Rozdział 80

324 72 104
                                    

przyjemnej lektury, motylki — wika


—❀—

Rok 1501, Rezydencja Wielkiego Księcia, Hanseong

Cykady od bladego świtu rozsadzały jazgotliwym cykaniem uszy Wielkiego Księcia, który to przewracał się z boku na bok, wzdychając pod nosem. Odkąd po ślubie przeniósł się z pałacu do rezydencji, w której zamieszkał ze świeżo upieczoną małżonką, zaczął miewać okropne problemy ze snem.

Już w dniu nocy poślubnej powiedział Ekcheon, że jeśli mają spać w jednym pomieszczeniu, to przegrodzeni parawanem. Tłumaczył, że jest dla niego za młoda, lecz tak naprawdę główny powód jego dziwacznego zachowania był zupełnie inny. Yeok nie kochał jej ani nie pożądał, a w dodatku był święcie przekonany, że to się nigdy nie zmieni. W sercu mógł pomieścić wyłącznie Nabiego.

Zamierzał traktować ją jako partnerkę prowadzącą wspólne domostwo, obiecał sobie nawet, że postara się schować wszelkie uprzedzenia i odnosić się do niej z szacunkiem, nie wrogością. To było jednak niebywale trudne — ilekroć patrzył na piętnastolatkę, widział w niej przede wszystkim prawnuczkę Im Sahonga, który wyrządził rodzinie królewskiej przeogromną krzywdę.

Ekcheon nie była odpowiednio przygotowana do roli żony, za to uwielbiała, gdy nazywano ją księżną. Całymi dniami gościła swoje koleżanki i przeglądała biżuterię po brzegi upakowaną w kufry i szuflady.
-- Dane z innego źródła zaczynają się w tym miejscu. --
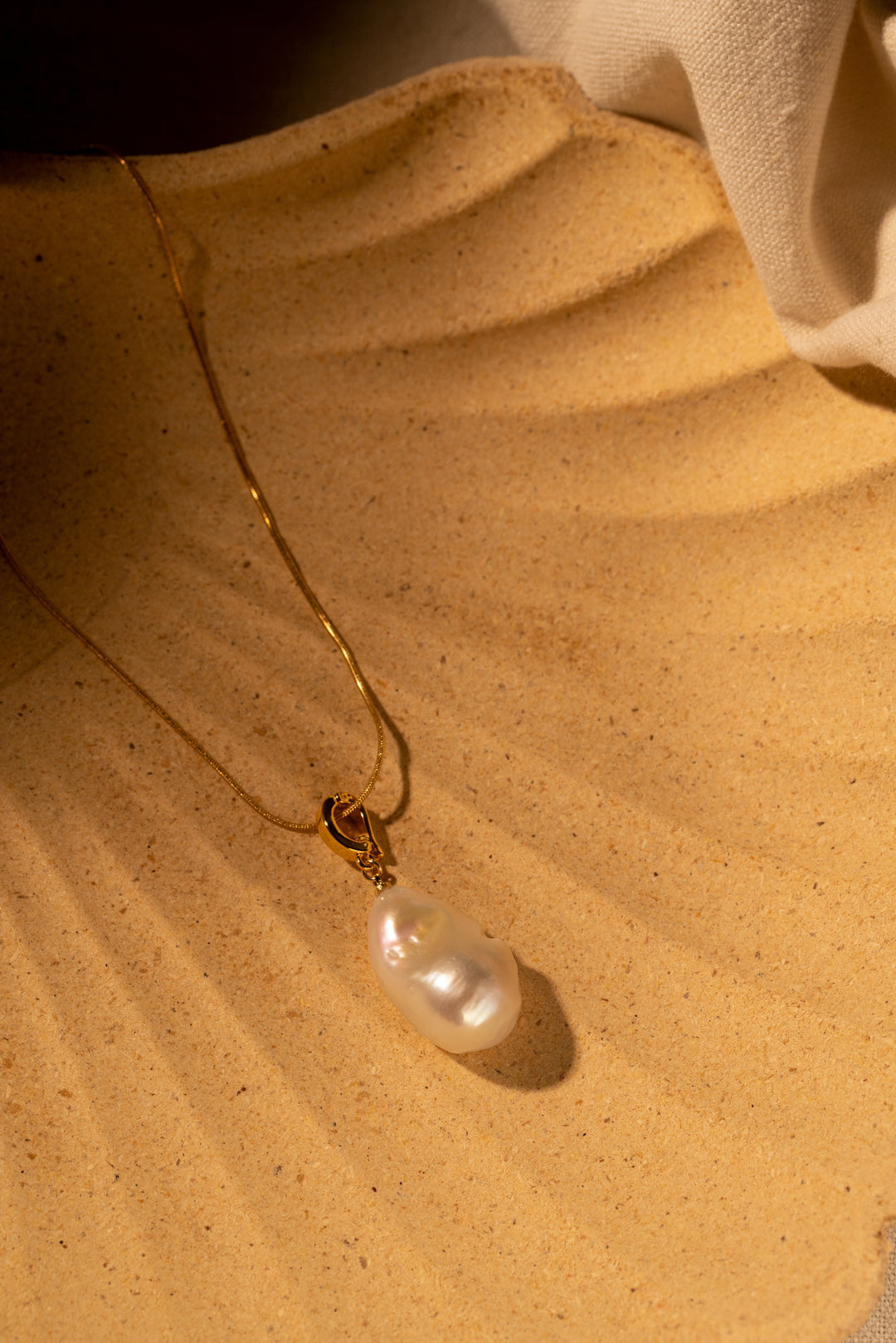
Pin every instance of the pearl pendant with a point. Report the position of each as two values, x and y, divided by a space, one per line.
457 986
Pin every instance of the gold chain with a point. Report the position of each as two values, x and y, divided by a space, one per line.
270 523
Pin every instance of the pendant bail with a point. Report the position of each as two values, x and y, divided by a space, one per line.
349 835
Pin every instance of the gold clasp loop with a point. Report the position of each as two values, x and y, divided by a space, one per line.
349 835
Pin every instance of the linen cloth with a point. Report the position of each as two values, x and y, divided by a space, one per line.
796 101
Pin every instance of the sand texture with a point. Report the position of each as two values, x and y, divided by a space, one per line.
622 571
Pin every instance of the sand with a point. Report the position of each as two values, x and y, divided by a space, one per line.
622 572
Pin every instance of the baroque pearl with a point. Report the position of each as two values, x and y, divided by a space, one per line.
455 985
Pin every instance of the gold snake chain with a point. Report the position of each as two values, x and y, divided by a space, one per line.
270 523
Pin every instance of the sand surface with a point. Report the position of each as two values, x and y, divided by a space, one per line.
622 571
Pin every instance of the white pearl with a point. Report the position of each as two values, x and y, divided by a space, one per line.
457 986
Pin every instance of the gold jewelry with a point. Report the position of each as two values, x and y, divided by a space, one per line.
455 983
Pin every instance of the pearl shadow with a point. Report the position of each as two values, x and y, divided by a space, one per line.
539 1052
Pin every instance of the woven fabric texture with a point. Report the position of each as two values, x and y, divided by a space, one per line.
796 101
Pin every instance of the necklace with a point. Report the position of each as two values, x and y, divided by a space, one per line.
453 982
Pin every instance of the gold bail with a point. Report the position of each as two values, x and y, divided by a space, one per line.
347 835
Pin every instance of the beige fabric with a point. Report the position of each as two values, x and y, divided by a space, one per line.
796 102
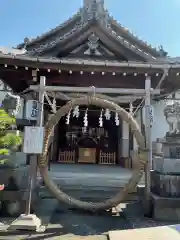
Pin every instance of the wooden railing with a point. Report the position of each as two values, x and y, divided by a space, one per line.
66 157
107 158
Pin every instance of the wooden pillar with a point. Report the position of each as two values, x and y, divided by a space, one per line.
148 146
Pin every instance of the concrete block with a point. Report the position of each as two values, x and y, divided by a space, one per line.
166 165
166 209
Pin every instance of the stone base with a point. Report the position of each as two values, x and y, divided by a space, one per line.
166 209
26 222
166 165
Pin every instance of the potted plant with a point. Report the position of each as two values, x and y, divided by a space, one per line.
9 142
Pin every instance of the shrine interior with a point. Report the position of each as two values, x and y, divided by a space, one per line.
95 140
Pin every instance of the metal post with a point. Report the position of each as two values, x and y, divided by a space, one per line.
33 158
30 221
148 146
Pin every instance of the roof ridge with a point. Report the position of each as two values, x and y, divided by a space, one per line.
58 27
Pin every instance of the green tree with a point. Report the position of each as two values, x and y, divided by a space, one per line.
9 141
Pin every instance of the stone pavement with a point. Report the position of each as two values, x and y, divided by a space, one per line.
154 233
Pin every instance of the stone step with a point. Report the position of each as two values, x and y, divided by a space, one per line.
92 195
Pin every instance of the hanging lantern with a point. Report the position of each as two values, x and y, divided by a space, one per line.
86 118
117 119
68 118
101 119
76 112
107 114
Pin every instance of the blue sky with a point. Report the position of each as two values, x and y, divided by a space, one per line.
155 21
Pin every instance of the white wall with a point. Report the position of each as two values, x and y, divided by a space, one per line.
160 126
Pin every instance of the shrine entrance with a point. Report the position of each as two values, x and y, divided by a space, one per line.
139 161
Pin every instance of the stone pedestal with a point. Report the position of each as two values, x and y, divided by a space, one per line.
165 182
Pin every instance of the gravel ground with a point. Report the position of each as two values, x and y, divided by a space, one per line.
73 224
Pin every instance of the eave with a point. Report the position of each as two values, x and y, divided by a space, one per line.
106 35
129 35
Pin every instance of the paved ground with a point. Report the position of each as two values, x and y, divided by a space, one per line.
71 225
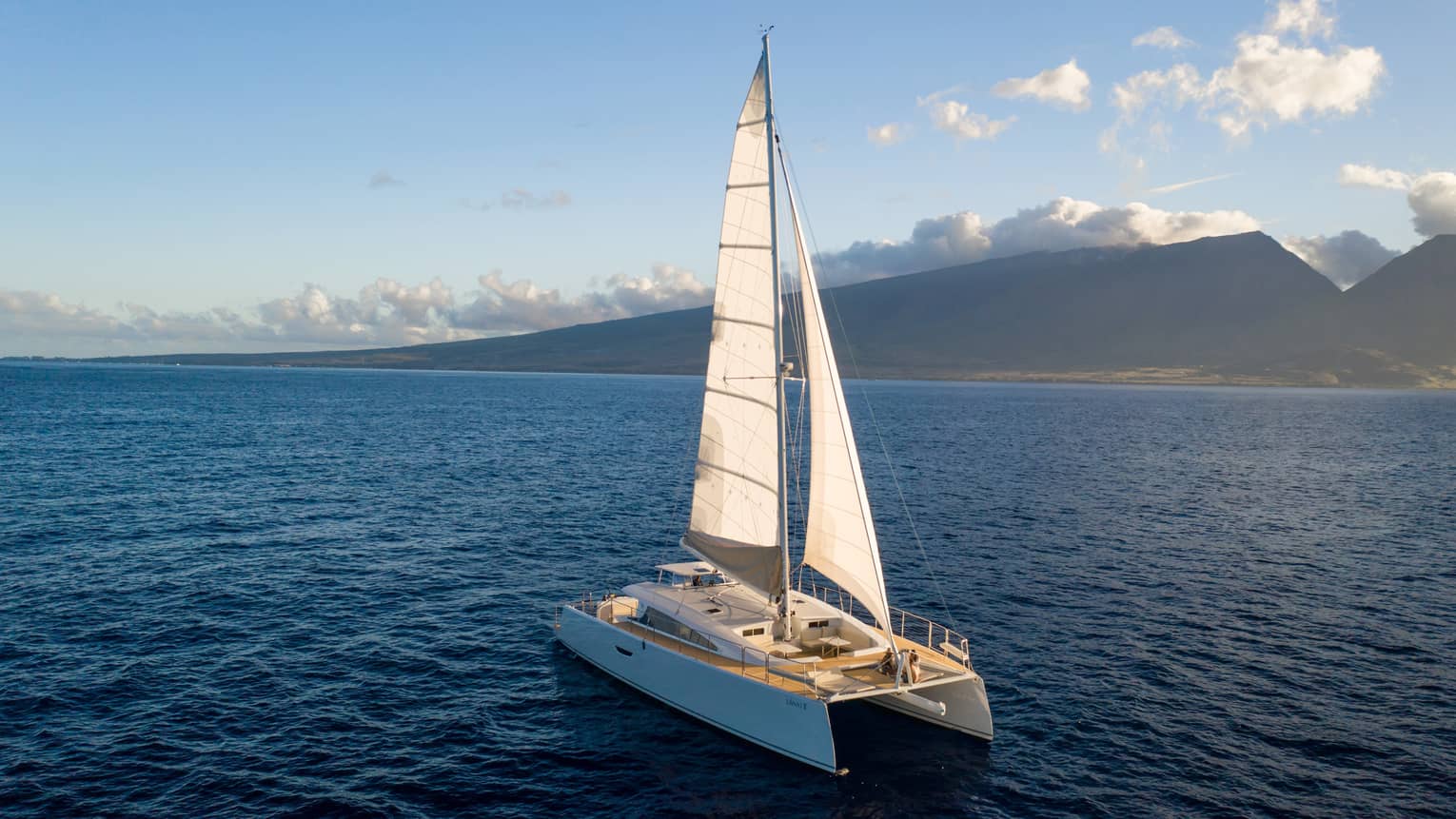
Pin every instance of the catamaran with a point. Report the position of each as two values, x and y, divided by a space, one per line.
736 637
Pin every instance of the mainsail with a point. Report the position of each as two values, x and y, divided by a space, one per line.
839 531
736 519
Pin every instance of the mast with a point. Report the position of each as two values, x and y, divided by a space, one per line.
777 338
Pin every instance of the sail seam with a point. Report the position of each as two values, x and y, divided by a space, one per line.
746 322
741 398
736 473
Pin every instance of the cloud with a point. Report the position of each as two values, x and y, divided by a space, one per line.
1190 184
1063 86
1433 201
384 313
955 120
1430 195
1274 79
1060 224
1343 259
384 179
521 305
37 313
1271 79
520 198
887 134
1370 176
1162 36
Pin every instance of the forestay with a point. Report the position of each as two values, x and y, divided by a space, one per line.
840 537
736 486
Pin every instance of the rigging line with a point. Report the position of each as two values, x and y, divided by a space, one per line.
794 307
798 330
788 167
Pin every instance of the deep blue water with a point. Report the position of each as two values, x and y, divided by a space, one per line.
329 593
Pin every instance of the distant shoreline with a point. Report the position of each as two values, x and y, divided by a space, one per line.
1131 377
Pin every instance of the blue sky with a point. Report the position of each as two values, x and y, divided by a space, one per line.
165 160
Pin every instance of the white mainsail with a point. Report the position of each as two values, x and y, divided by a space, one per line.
736 518
840 537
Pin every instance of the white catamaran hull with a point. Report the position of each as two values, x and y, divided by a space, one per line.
763 714
966 708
Kiedy Yeok wracał do domu, przyklejała się do jego ramienia, nie dając chwili spokoju, ni prywatności. Czasami Wielki Książę musiał ją upominać, zwłaszcza gdy podążała za nim do łazienki.

W pewnym momencie zaczął domyślać się, że Ekcheon robi to specjalnie i zaczął podejrzewać, iż to Im Sahong rozkazał wnuczce tak bardzo go pilnować. Ożeniwszy się, Yeok stał się swego rodzaju więźniem. Jednocześnie wydawało mu się, że tak naprawdę nigdy nie był wolny.
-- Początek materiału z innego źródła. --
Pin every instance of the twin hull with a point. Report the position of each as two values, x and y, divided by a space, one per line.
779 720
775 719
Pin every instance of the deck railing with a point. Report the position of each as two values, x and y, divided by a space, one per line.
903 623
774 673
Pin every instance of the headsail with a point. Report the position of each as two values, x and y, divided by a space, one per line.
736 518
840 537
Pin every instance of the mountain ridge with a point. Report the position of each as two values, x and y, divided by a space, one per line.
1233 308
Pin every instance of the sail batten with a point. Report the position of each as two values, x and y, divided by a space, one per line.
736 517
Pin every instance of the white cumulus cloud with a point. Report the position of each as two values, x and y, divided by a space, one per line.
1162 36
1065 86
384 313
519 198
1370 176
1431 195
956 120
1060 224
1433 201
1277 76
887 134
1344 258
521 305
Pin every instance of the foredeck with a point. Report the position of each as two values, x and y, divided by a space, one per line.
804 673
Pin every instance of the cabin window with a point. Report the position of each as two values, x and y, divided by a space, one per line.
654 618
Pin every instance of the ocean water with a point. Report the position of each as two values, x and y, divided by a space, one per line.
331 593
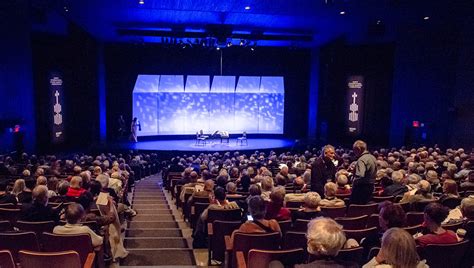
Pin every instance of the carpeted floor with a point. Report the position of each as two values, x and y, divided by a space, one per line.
153 237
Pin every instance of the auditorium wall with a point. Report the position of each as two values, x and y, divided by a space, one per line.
433 84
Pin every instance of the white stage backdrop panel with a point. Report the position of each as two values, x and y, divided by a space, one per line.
177 104
221 103
145 103
197 103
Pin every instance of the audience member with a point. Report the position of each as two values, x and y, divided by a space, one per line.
398 250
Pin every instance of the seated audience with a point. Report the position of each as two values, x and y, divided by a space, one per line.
275 209
450 190
435 214
39 210
398 250
325 239
22 194
267 187
310 208
74 214
5 196
257 209
342 186
397 187
75 189
422 194
330 199
390 215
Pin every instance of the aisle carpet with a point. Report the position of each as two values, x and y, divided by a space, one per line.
153 237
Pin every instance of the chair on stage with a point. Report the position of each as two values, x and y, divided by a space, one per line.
225 136
242 139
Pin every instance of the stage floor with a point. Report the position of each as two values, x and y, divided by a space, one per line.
210 146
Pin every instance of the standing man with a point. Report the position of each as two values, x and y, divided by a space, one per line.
323 169
364 176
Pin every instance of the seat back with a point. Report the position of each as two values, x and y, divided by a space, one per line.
451 202
373 221
224 214
359 234
81 243
420 205
37 227
262 258
413 229
60 259
352 254
294 204
216 243
353 223
453 226
360 210
9 205
445 255
285 226
9 214
301 225
6 259
380 199
5 226
15 242
293 240
415 218
334 212
245 242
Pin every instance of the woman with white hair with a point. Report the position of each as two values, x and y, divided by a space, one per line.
325 239
310 208
398 251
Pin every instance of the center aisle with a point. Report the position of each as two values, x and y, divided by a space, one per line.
153 237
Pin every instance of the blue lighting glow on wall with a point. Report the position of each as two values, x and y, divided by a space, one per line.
173 105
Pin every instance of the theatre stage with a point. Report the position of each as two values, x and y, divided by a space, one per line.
189 145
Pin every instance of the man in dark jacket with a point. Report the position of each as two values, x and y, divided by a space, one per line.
323 169
364 176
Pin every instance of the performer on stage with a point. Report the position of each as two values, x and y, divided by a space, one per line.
135 127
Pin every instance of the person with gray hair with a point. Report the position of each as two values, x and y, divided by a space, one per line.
323 169
397 187
39 210
364 175
310 209
275 208
257 209
325 239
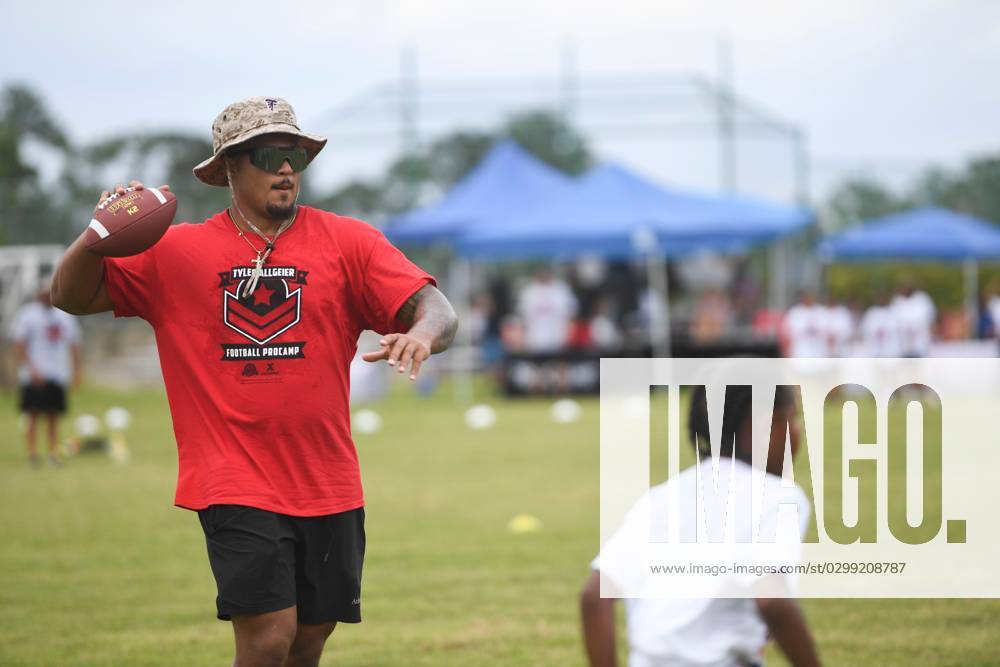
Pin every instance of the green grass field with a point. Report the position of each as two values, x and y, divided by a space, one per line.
98 568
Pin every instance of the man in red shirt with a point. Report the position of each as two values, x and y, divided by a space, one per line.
257 313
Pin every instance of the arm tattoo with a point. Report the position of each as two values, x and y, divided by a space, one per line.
408 311
428 313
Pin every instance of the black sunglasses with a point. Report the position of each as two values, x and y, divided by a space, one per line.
270 158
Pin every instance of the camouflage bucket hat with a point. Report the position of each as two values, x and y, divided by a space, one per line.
242 121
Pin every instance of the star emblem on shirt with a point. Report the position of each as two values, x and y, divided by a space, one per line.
262 295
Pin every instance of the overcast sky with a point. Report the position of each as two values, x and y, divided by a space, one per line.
887 86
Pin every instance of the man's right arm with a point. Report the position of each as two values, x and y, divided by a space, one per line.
787 624
78 284
598 616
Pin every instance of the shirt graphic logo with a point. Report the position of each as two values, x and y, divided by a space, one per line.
273 308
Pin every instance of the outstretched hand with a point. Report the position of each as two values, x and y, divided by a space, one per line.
399 350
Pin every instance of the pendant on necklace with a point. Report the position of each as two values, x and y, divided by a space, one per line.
258 268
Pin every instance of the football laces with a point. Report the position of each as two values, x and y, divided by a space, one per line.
114 196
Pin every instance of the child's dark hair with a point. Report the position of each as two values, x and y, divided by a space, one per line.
736 411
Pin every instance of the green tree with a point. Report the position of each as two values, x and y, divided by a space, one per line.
857 200
29 214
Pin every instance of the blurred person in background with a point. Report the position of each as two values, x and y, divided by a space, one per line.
805 328
915 315
547 307
712 318
841 327
604 331
879 328
719 631
47 348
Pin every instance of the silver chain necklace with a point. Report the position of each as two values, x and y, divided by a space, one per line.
262 254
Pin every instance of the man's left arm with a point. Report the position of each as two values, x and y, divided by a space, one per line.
430 324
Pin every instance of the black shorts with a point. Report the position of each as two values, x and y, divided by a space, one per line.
46 397
264 561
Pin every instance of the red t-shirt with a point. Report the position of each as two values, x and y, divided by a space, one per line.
259 387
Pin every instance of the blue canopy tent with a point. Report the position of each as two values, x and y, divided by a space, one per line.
929 234
614 213
923 234
506 181
617 214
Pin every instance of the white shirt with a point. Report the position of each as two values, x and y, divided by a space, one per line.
840 325
547 310
880 332
807 328
702 632
48 335
994 309
915 318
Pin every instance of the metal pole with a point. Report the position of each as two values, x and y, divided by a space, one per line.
659 326
463 354
970 270
570 83
724 109
800 146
Cykady hałasowały nieprzerwanie, coraz efektywniej wyprowadzając go z równowagi. W końcu poderwał łopatki z posłania i przeniósł się do siadu, wydychając powietrze nosem. Zanim wstał, wyjrzał za parawan, by sprawdzić, czy Ekcheon jeszcze śpi. Zwykle budziła się dopiero przed południem, kiedy jego na szczęście nie było już w pobliżu.

Powieki miała przymknięte, a wargi lekko rozchylone, wydobywało się spomiędzy nich ciche pochrapywanie.

Yeok odetchnął z ulgą i czym prędzej, ostrożnie, wycofał się z pomieszczenia. Służąca czyhająca na korytarzu natychmiast zerwała się na nogi i ukłoniła się księciu, jednak on zatrzymał ją gestem ręki. Choć w pałacu cenił sobie, gdy wszystko podsuwano mu pod nos, teraz lubił wykonywać jak najwięcej rzeczy samodzielnie. Zamiast więc czekać, aby przyniesiono mu zestaw do porannej ablucji, sam pospieszył przed dom, by zaczerpnąć wody ze studni.

Już w nocy, kiedy nie potrafił zasnąć, nawiedzały go niepokojące myśli, które wraz z nastaniem ranka wciąż kłębiły się w jego głowie. Odnosił wrażenie, że nadciąga jakieś niebezpieczeństwo, sam nie wiedział skąd ani tym bardziej na kogo ukierunkowane.

W dniu, w którym z pałacu wyruszyła królewska procesja, przyszedł na dwór, aby pożegnać matkę i babkę. Żałował, że nie może udać się z nimi, ale...

Właściwie nic go przed tym nie powstrzymywało. Jako syn króla Seongjonga miał pełne prawo, aby odwiedzić jego grobowiec i wziąć udział w obrzędach ku czci przodków. Mógłby jechać konno na czele kawalkady, mając na oku najbliższe mu osoby. Poza jedną, przez którą ostatecznie zdecydował się nie wyjeżdżać.